Majority Leader Mitch McConnell has moved to strip the measure of a provision that would cancel federal funding of Planned Parenthood, and top House leaders are going along, even as the controversy helped topple House Speaker John Boehner, who announced his resignation last week.

McConnell's move has rankled conservatives such as Sen. Ted Cruz, R-Texas, a Republican presidential candidate, and tea partyers in the House who want the taxpayer money withheld from the women's health care provider. Their demand follows the release of secret videos in which Planned Parenthood officials discussed the transfer of fetal tissue to researchers.

The White House signaled that Obama would sign the measure, called a continuing resolution, or CR, into law -- if the House steps aside from the fight that tea party Republicans want over Planned Parenthood. McConnell, R-Ky., and Boehner, R-Ohio, don't want the battle over Planned Parenthood to lead to a government shutdown.

Last week, Democrats led a filibuster of a Senate stopgap measure that would have "defunded" Planned Parenthood. That measure failed to win eight Republicans, leaving it short of a simple majority, much less the 60 votes required to overcome the filibuster.

Boehner's shocking announcement on Friday that he'll retire from Congress at the end of next month promises to ease passage of the measure through a shell-shocked House. Boehner had been struggling to overcome objections from lawmakers such as Rep. Mick Mulvaney, R-S.C., who strongly oppose passing a stopgap measure free of the Planned Parenthood language.

Boehner said Sunday the House would take up the Senate bill and also look at a select committee to investigate the video. The stopgap measure would require Democratic votes to pass.

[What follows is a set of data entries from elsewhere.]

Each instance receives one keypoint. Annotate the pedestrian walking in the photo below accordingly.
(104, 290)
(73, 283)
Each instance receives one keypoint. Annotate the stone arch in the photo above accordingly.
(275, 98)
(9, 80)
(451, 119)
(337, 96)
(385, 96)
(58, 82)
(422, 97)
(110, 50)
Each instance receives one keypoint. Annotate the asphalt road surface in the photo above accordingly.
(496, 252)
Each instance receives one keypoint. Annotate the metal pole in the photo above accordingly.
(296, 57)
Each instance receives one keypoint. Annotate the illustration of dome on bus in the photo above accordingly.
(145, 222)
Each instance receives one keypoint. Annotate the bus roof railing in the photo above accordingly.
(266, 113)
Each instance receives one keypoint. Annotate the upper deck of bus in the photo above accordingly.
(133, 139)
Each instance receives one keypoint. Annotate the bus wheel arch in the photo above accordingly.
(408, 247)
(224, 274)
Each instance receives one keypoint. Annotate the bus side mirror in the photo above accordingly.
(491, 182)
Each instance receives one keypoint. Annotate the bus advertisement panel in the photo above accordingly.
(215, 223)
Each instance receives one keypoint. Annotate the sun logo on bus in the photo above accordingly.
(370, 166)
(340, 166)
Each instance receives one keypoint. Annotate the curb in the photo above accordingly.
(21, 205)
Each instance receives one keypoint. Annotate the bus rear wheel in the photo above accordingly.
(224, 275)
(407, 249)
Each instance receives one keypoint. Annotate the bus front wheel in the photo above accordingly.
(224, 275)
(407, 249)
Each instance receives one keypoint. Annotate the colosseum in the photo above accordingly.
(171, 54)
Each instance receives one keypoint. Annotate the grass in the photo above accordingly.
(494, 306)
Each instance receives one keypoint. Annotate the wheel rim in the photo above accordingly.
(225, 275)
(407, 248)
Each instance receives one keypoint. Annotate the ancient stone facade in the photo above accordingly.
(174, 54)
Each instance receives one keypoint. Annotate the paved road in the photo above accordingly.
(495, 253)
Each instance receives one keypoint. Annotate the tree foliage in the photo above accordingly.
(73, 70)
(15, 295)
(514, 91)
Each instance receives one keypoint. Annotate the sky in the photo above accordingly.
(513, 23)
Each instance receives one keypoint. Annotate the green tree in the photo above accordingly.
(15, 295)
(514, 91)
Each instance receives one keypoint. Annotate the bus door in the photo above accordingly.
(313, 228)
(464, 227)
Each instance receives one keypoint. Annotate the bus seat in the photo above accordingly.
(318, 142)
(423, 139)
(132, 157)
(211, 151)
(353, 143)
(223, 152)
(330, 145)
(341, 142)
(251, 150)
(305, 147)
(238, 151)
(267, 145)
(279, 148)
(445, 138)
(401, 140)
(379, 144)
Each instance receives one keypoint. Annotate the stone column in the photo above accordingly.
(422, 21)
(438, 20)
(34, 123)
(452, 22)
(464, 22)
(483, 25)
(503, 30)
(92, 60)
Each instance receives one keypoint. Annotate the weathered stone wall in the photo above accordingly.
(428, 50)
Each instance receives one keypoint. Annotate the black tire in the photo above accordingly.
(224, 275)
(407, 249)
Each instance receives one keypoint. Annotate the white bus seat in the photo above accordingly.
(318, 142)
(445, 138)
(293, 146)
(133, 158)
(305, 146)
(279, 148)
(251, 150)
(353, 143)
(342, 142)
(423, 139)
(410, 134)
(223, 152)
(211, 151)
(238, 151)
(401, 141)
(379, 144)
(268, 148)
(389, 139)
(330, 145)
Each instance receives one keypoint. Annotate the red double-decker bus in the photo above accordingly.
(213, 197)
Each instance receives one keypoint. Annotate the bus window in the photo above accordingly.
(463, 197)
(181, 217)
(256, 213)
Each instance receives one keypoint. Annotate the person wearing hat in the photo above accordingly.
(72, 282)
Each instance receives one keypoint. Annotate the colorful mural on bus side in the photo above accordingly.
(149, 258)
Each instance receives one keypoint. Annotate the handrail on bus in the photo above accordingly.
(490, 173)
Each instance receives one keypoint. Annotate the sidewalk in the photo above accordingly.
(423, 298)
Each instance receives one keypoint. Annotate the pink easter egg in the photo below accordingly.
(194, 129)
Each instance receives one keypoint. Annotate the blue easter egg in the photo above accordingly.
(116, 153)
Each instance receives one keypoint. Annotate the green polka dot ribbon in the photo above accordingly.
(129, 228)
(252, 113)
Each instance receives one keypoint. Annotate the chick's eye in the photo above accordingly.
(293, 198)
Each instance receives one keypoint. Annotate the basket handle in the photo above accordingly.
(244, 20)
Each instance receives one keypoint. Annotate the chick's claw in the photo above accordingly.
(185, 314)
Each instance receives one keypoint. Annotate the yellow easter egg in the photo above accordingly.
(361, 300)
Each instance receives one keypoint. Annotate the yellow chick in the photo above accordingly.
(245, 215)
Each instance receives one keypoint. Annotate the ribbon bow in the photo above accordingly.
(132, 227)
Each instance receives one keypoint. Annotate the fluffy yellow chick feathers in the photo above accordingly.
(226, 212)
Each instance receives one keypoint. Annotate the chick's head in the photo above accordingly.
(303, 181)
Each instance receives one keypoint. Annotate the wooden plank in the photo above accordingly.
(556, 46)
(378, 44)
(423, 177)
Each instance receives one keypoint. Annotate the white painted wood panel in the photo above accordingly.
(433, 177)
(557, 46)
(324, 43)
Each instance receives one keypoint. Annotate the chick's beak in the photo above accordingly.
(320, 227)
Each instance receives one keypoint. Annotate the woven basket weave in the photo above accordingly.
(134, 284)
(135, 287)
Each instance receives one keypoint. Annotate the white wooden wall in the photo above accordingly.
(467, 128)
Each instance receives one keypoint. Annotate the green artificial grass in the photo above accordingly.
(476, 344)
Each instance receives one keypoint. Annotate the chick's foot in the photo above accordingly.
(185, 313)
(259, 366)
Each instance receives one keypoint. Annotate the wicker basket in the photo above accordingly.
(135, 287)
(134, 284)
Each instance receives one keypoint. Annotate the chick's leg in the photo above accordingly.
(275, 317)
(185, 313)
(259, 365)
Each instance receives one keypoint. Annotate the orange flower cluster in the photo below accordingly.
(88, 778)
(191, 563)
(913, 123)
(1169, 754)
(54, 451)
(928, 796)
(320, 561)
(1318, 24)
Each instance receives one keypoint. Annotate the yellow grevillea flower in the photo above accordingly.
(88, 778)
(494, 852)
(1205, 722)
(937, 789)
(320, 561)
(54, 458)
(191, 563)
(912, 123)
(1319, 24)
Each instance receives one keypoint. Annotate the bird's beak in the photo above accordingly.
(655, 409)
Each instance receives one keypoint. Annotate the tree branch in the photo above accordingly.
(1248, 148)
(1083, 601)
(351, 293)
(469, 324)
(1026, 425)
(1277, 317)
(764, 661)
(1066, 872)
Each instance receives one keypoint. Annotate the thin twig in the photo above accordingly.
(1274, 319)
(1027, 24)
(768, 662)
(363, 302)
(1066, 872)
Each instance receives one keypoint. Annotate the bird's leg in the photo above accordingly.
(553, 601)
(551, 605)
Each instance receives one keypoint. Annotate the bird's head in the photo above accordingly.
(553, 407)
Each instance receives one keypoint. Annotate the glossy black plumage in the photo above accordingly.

"I expect my Democrat colleagues want to keep the government open as much as I do," Boehner said on CBS' "Face the Nation."

Senate Democrats and most of their Republican colleagues are likely to help the measure over the 60-vote threshold Monday evening, setting up a final vote as early as Tuesday.

In the House, two key committees have released a draft of filibuster-proof budget legislation that would defund Planned Parenthood and keep a promise made during this spring's budget debate to repeal key elements of Obama's signature health care law. Panel votes are expected Tuesday and Wednesday.

The proposal would permit Republicans to deliver to Obama a measure to take away about $350 million in taxpayer funding Planned Parenthood now receives through the Medicaid program to provide health services to low-income women. Most of the money would be redirected to community health centers. It would also, after dozens of attempts, send a partial repeal of the Affordable Care Act to Obama's desk for the first time, under fast-track rules for budget legislation known as reconciliation.

The measure would repeal requirements for most individuals to buy health insurance, as well as a mandate that employers of more than 50 people offer their workers coverage. New taxes on medical devices and generously subsidized "Cadillac" health insurance plans would be repealed, too. But popular provisions such as allowing parents to keep their children on their health insurance plans until they turn 26 and subsidies for lower income people to buy health insurance through federal and state markets would be retained.

Obama has threatened to veto the measure.